DuPont said on Tuesday it terminated its $5.2 billion acquisition of Rogers, a U.S. electronic materials maker, because of protracted delays in securing regulatory approval, marking the first major U.S. deal in four years to collapse because Chinese officials dragged their feet on providing clearance. Qualcomm ended its $44 billion purchase of Dutch peer NXP Semiconductors NV in 2018 after failing to secure regulatory approval.

China's regulators have declined to comment on the DuPont deal and have not provided a reason for the delay in reviewing it. But the deal's demise comes amid renewed trade and geopolitical tensions between Washington and Beijing that has fueled investor concerns that mergers could become a casualty.

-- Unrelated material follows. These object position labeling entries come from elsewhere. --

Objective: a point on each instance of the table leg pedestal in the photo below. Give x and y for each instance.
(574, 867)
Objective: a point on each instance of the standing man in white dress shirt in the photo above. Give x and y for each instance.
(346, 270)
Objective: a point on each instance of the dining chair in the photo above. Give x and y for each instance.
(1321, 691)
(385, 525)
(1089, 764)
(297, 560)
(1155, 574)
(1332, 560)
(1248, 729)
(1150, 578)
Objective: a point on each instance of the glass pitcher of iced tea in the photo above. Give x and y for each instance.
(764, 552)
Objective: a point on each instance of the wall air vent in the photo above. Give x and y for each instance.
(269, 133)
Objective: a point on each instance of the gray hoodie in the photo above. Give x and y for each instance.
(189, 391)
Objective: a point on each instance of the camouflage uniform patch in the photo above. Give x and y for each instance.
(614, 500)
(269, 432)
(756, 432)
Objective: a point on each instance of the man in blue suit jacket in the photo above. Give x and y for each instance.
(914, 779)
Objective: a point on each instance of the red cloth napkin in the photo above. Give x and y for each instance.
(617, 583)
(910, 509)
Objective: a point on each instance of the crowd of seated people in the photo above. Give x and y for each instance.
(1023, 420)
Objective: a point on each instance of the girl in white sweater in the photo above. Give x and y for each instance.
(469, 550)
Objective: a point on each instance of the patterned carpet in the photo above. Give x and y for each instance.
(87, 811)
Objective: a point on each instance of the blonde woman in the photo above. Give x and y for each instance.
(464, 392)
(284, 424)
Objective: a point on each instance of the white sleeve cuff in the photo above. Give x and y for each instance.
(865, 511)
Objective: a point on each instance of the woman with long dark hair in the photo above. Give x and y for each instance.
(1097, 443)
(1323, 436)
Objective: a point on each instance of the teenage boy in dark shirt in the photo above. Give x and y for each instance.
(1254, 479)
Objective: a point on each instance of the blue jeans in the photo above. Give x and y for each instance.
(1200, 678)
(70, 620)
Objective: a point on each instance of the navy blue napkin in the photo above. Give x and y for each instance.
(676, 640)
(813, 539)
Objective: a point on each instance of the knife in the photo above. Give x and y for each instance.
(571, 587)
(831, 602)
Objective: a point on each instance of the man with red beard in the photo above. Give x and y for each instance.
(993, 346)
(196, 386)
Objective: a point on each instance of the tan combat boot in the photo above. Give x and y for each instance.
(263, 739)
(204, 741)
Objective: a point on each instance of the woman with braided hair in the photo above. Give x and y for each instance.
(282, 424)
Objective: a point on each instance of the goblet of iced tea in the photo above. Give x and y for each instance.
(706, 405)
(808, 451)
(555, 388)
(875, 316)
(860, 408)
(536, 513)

One merger arbitrage fund investor, who declined to be named, said deals involving Chinese approval will be closely watched in the aftermath of the scrapped DuPont-Rogers deal.

Shares of some U.S. companies with a significant footprint in China that are waiting to complete deals dropped on Wednesday as a result.

Shares of Tower Semiconductor, which agreed in February to sell itself to Intel Corp for $5.4 billion, were down 4% on Wednesday afternoon at $41.31, a significant discount to the $53 per share deal price, reflecting doubt among investors over whether the transaction will be completed.

Shares of Altra Industrial Motion Corp, a U.S. automation equipment maker which agreed last week to sell itself to Regal Rexnord Corp for $5 billion, traded down almost 1% to $59.19, their biggest discount to the $62-per-share deal price since the transaction was announced.

Shares of U.S. chip maker Silicon Motion Technology Corp, which will require Chinese regulatory approval to complete its $3.8 billion sale to peer MaxLinear Inc, have dropped 40% since their transaction was announced in May.

Some investors cautioned, however, that the collapse of these deals hinges not just on whether Chinese regulators will withhold clearance but also on whether the acquirers are committed to the transactions.

In the case of Rogers, DuPont was happy to walk away rather than give the Chinese regulators more time because this year's market downturn had made the acquisition seem pricey compared to when it inked the deal 12 months ago, experts said.

"Investors felt that DuPont was paying too much for Rogers and there were expectations of a price cut," said Chris Pultz, portfolio manager for merger arbitrage at Kellner Capital.